Pour l'ensemble de ces raisons, votre commission a adopté un amendement de suppression de cette disposition, qui en revanche, impose que l'accord négocié fixe lui-même les mesures de publicité requises.

10. Les dispositions particulières relatives aux actions de groupe intervenant en matière de concurrence

Le champ de l'action de groupe s'étend aux dommages qui trouvent leur origine dans des manquements du professionnel à certaines règles de la concurrence.

L'appréciation de ces manquements relève généralement de l'Autorité de la concurrence.

Le projet de loi fait le choix de lier l'engagement de l'action de groupe en ces matières à une décision de l'autorité compétente nationale ou européenne, devenue irrévocable.

Ce faisant, il retarde considérablement la réparation due aux consommateurs lésés par ces infractions aux règles de la concurrence, puisque ceux-ci devront attendre l'épuisement des voies de recours. Le risque est grand que les preuves se perdent, que le temps affaiblisse la détermination des victimes à obtenir réparation ou qu'il fasse perdre tout sens à l'indemnisation.

M. Bruno Lasserre, président de l'Autorité de la concurrence a dénoncé ce choix, estimant que l'action de groupe devrait pouvoir être engagée dès la première décision rendue par l'autorité ou la juridiction compétente.

Le lien établi entre l'action de groupe et la décision de l'autorité compétente n'est pas sans justification : il convient d'éviter les divergences d'appréciation sur les mêmes faits. D'ailleurs, le second alinéa du nouvel article L. 423-10 dispose qu'une fois la décision de l'autorité compétente devenue définitive, les manquements qu'elle a constatés sont réputés établis de manière irréfragable pour le juge saisi de l'action de groupe.

Votre rapporteur relève toutefois que le risque de divergence ne concerne que la décision sur la responsabilité du professionnel. Avant qu'elle intervienne, l'action ne fait l'objet d'aucune publicité et ne tranche aucune question au fond.

Dans la mesure où l'un des principaux inconvénients à lier l'engagement de l'action de groupe au sort de la décision de l'Autorité de la concurrence est le retard pris pour procéder aux actes d'instruction préalable, il est possible d'y remédier, en autorisant l'association à intenter cette action, afin de lui permettre d'obtenir du juge les mesures d'instruction nécessaires, mais en repoussant le prononcé de la décision sur la responsabilité du professionnel au moment où la décision de l'autorité compétente en matière de concurrence sera devenue définitive.
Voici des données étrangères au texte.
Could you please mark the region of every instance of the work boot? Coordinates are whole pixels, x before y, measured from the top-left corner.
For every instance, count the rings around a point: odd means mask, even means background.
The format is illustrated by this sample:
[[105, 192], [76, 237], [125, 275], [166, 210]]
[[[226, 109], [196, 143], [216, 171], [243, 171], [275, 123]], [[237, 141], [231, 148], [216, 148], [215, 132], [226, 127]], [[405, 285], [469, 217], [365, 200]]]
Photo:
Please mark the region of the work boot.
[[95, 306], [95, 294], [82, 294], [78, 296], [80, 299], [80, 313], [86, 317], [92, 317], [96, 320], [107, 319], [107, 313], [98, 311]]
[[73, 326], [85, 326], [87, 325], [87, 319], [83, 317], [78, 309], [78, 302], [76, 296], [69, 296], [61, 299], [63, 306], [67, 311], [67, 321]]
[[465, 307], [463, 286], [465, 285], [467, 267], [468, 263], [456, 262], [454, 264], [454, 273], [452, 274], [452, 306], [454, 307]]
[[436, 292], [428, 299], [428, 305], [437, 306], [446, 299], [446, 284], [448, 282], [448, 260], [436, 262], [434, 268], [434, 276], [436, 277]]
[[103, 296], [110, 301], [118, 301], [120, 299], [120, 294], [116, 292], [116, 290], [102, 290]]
L'engagement de l'action suspendra le cours des prescriptions et préservera les intérêts des consommateurs lésés.

Il permettra en outre à l'association de recevoir mandat pour négocier au nom du groupe dans le cadre d'une médiation avec le professionnel. Ce dernier sera incité à le faire par la perspective que l'action de groupe prospère une fois ses recours contre la décision de l'autorité compétente en matière de concurrence rejetés.

Votre commission a par conséquent adopté l'amendement en ce sens de son rapporteur.

Une fois la décision de l'Autorité de la concurrence devenue définitive, la faute du professionnel sera connue et ceux qui souhaiteront réparation pourront agir. Le Gouvernement a souhaité éviter des actions trop tardives, qui interviendraient longtemps après que les faits auront été définitivement établis.

L'article L. 423-11 interdit par conséquent que l'action de groupe puisse être engagée plus de cinq ans après la décision définitive de l'autorité compétente constatant le manquement. Votre commission a adopté un amendement précisant que le délai ne court qu'à compter de la date où la décision est devenue définitive, plutôt qu'à compter de la date de cette décision. En effet, la durée des recours amputerait sinon d'autant le délai de cinq ans.

À l'initiative du rapporteur pour avis de sa commission des lois, notre collègue député M. Sébastien Denaja, l'Assemblée nationale a prévu que le juge puisse, par exception, s'il a tranché en faveur de la responsabilité du professionnel, ordonner l'exécution provisoire des mesures de publicité qu'il a prévu.

En effet, la décision rendue par l'autorité compétente en matière de concurrence rend incontestable la faute du professionnel et lui a déjà donné un certain écho. L'action de groupe peut être rendue publique sans crainte de dommages supplémentaires pour sa réputation.

Votre commission confirme l'intérêt de ce dispositif auquel elle ne propose que d'apporter un amendement rédactionnel.

11. Les dispositions diverses

La section 6 du chapitre nouvellement créé serait principalement consacrée à plusieurs dispositions relatives à la prescription, à l'effet des décisions rendues et aux conséquences de l'adhésion au groupe.

L'action groupe constitue une voie de droit supplémentaire offerte aux consommateurs victimes. Elle ne se substitue pas à celles qu'ils possèdent déjà, ce qui rend nécessaire d'organiser leur articulation éventuelle.

Ainsi, l'article L. 423-12 prévoit que l'engagement d'une action de groupe suspend la prescription des actions individuelles reposant sur les mêmes fondements.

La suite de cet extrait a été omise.